Every morning on the subway I see people poring over religious texts. Seemingly oblivious to the groaning, shuffling tube-world of the subway car, these serious souls – Christian women; Orthodox Jews of both sexes; Muslims (usually women); and Holy Sisters of the Word Search – pass their daily commute in silent prayer or study. I am the only one marking up a book about Buddhism.
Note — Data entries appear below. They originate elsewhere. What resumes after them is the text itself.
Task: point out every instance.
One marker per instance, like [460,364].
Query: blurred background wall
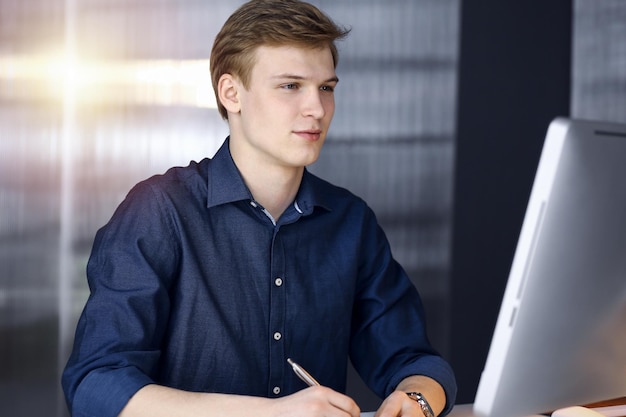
[96,95]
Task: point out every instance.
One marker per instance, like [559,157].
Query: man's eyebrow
[300,77]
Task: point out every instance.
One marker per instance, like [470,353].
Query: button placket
[277,317]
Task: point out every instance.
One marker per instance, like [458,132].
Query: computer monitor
[560,337]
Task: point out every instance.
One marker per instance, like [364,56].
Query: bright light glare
[154,82]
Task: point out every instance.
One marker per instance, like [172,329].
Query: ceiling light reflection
[150,82]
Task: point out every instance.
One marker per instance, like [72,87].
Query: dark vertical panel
[514,77]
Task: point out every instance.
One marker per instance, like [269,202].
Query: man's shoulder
[180,177]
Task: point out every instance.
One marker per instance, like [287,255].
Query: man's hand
[398,404]
[314,402]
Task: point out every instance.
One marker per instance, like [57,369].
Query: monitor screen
[560,336]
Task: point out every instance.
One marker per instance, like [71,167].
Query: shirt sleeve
[118,336]
[389,340]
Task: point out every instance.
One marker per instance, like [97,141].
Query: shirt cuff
[433,367]
[105,392]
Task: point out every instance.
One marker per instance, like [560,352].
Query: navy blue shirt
[195,287]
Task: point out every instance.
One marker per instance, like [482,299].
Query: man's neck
[274,187]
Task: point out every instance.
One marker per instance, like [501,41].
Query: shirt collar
[226,185]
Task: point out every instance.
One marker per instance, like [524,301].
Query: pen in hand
[302,374]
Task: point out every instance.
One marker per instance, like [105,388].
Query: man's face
[287,108]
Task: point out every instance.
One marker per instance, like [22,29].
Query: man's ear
[228,92]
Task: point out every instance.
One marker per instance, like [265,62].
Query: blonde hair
[269,23]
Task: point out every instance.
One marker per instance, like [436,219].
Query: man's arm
[398,404]
[159,401]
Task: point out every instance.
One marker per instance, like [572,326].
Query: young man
[209,277]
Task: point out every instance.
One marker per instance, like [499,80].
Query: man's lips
[309,134]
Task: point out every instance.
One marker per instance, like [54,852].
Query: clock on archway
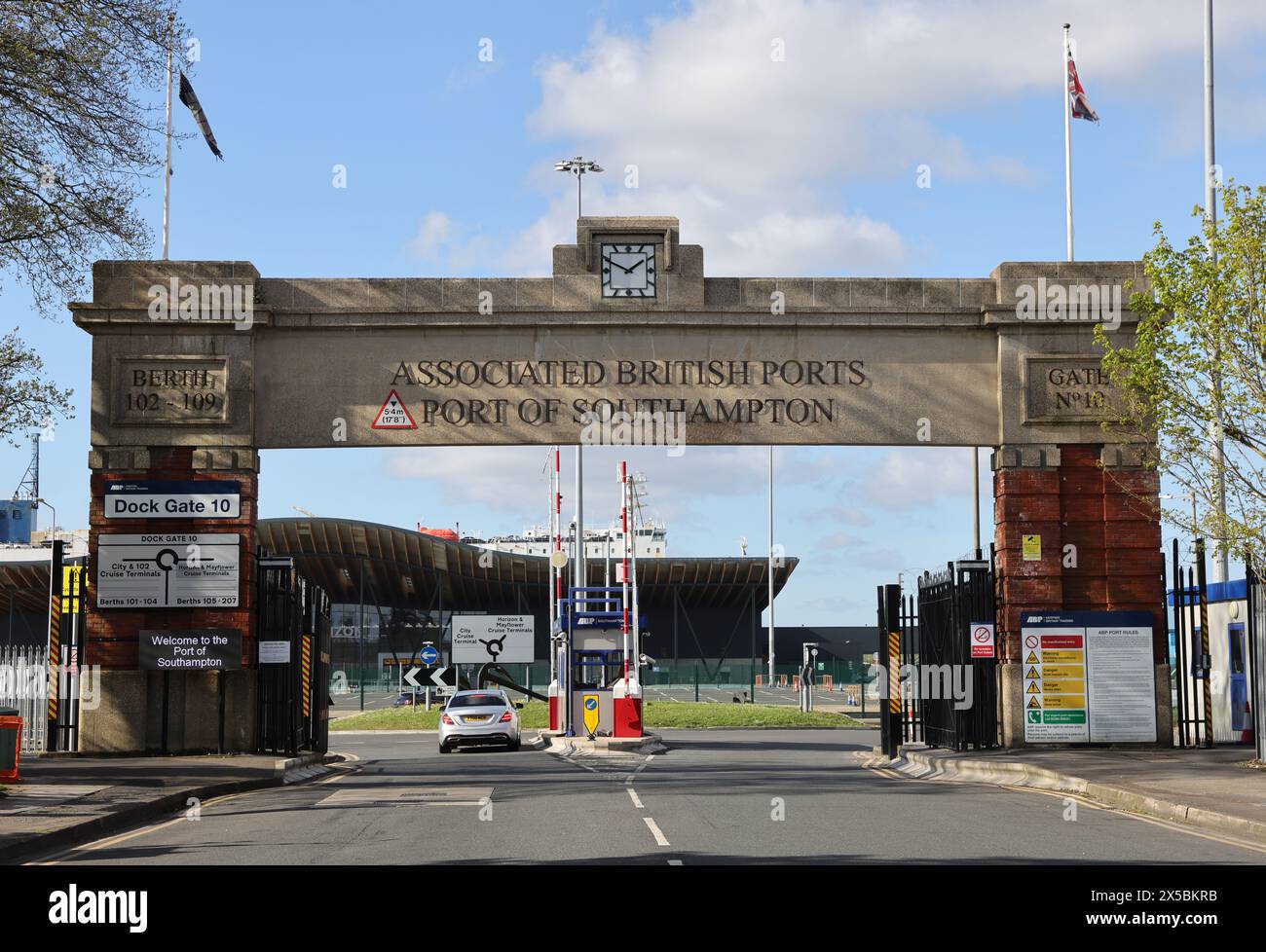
[628,270]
Buddhism’s teachings have much appeal in a complicated life, but they can be a little perplexing at first, and I had initially hoped the book would provide some explicit guidance for putting its principles into practice in some way. Reading it for the first time, I kept waiting for the author to get to the – well, not to the point, because he did make the central point again and again – but to the secret, the method, the trick even – or at least, a conclusion. We expect a book, whether fiction or nonfiction, practical or fantastic, to have a logical narrative flow. If it doesn’t, we think it’s a bad book.
But Buddhism teaches that there is no secret trick, and, in a sense, no narrative, since there is no reality to the perceived distinction between this and that, then and now. Indeed there is no “I,” no cork floating in the stream, but only stream, only thus. Shouldn’t a truly Buddhist book, then, also be only stream? Buddhism counsels us to be aware when our mind is “leaning,” whether it’s towards something we want to have or away from something we want to avoid. If we “want” Enlightenment, if we “want” to gain something from reading a book, we’ve already defeated our purpose. The book, then, should not be an instrument of our “leaning” this way or that.
From the standpoint of a student of literature and child of Western culture, one of the fascinating things about Buddhism as presented in this book is its use of small words to mean big things.
Whole. Mind. See. Awake. Thus. These words refer to aspects of the same phenomenon: simply being present.
The more we search for Truth among our thoughts and beliefs, the more subject to doubt we become… Anything that can be grasped must of necessity depend on other things for their validity. Hence, they are doubtful and perplexing… Ultimate Truth…can’t be countered or doubted or discounted because it is immediate, direct experience itself.
Words can never fully embody concepts. And Buddhism says concepts are artificial anyway. So words, any words, are twice removed from the Whole.
One apparent problem – for me, anyway – with Buddhism is that it seems unscientific. Of course, deity-based religions like Christianity, Judaism and Islam are also unscientific, but they can co-exist peacefully with science because they rely on faith, which by definition does not require rational or scientific proof. (In fact, it’s when religion tries to pass itself off as scientific – as with “creation science” and its more insidious modern iteration, “intelligent design” – that bitter conflicts arise, with science put on the defensive by an enemy it cannot, by definition, engage, and religion – Christianity, in this case – devalued and shamed by its own professed champions.)
Buddhism, however, does not require “belief” or “faith” as such. In saying that all sensations, concepts and thoughts are artificial and unreal divisions of the Whole, it is profoundly unscientific, since science is the attempt to ascertain objective truth by studying observed phenomena.
Yet at the limits of science comes a recognition that we cannot ever completely arrive at objective truth; the best we can do is approach it asymptotically. The limits of our perception, the imperfections of our brains, will always be with us, preventing our understanding from becoming absolutely complete. So maybe Buddhism and science don’t conflict so badly after all.
We have to see where we can effectively apply our effort and where we can’t. When we’re not seeing we’ll put most, if not all, of our energy into the areas where we have no control. We’ll try to control situations, people, and things over which, in fact, we have little or no influence.
So says Buddhism Plain and Simple. And science, reason, and my therapist tell me exactly the same thing.